I have some concerns regarding your free of charge site survey: why would a company do this free of charge??? Are Springhill government funded/subsidised… Or is there a hidden catch?
I understand this concern; Why would a company like ours offer a free of charge service? It sounds too good to be true.
The truth is, we do offer this service and there is no catch. We do not work for any other agency and we do not pass on any of your information to anyone else.
Before we can make any recommendations, we like to know the full picture. The easiest way to do this is for us to get in the car and visit site. Of course, being a business, we hope that you may spend money with us at some stage but I can assure you our first approach is as engineers. We want to understand the problem and identify the best solution for you. If its work that we can do, we would send you a quotation and then leave it with you to decide what you wanted to do.
How much does a borehole cost in the UK
Borehole cost will vary according to local geology and the size of hole
Typically, a basic 60 metre borehole (the average depth of a borehole) including the installation of a borehole pump and pressure vessel will cost somewhere in the region of £10,000- £15,000 with an annual running cost of £50-£600 dependent on water usage.
Borehole Hole Size
There are 3 popular hole sizes currently being drilled in gritstone areas (the geology in many parts of West Yorkshire, Derbyshire, East Lancashire, Richmondshire and Northumberland contains high levels of grit-stone). Prices updated in June 2020.
- 4 inch hole costs in the region of £11,500 including VAT
- 6 inch hole costs in the region of £12.600 including VAT
- 8 inch hole costs in the region of £15,000 including VAT
As a general rule, where the borehole is being drilled in a gristone area:
- an 8 inch hole may require less filtration than will be needed on a 6 or 4 inch hole, especially in areas where there is high iron. However, this cannot be guaranteed. UV and pre-filtration will probably be needed if the water is to be used for drinking and bathing.

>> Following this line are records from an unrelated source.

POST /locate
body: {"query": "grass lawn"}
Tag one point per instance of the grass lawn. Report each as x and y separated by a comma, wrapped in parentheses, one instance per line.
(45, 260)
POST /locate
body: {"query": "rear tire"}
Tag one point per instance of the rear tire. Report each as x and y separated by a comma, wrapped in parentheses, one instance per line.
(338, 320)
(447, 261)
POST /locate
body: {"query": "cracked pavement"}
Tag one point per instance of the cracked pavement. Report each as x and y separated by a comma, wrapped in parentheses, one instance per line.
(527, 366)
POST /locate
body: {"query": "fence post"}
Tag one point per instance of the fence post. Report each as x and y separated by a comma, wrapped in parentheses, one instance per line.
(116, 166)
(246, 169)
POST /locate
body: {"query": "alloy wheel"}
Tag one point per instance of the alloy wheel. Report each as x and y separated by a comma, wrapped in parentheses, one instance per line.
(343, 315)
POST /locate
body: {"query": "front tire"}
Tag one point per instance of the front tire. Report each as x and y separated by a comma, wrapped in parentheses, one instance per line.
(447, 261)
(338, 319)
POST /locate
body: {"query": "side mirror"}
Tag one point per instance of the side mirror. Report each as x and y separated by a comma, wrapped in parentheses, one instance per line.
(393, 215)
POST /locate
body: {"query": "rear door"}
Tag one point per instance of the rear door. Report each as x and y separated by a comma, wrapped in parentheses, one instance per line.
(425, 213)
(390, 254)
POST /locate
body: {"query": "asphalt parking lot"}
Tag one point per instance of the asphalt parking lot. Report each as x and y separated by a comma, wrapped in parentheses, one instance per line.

- A 6 inch hole will probably require some form of iron and manganese reduction filtration. UV and pre-filtration will almost certainly be needed if the water is to be used for drinking and bathing.
- A 4 inch hole, with a 3 inch pump will provide enough water for a single property in most gritstone areas and will probably require an iron and manganese reduction along with a UV and pre-filter.<.li>
Quotes should include
The quotation will include costs relating to mobilisation of the rig, labour, ancillary equipment and support vehicles. All boreholes will include the necessary liners, grouting and casings.
Following the drilling of the hole, our water test specialist will visit site and carry out a basic water test. This is free of charge. In some cases, the results from the basic test will not provide all of the necessary information, in which case a more detailed test will be required. The results of the tests will dictate what filtration, if any, is needed.
This type of problem normally occurs on borehole supplies and is a clear indicator that the water contains high levels of iron or manganese. The water entering the house may look perfectly clear, however, once air is introduced into the water e.g. through agitation in a washing machine or dishwasher, the iron precipitates and leaves behind an orange or brown stain. Iron can be particularly problematic on farms where the sanitization fluids used to clean equipment cause the iron to precipitate, leaving unsightly stains on what is otherwise sterile equipment.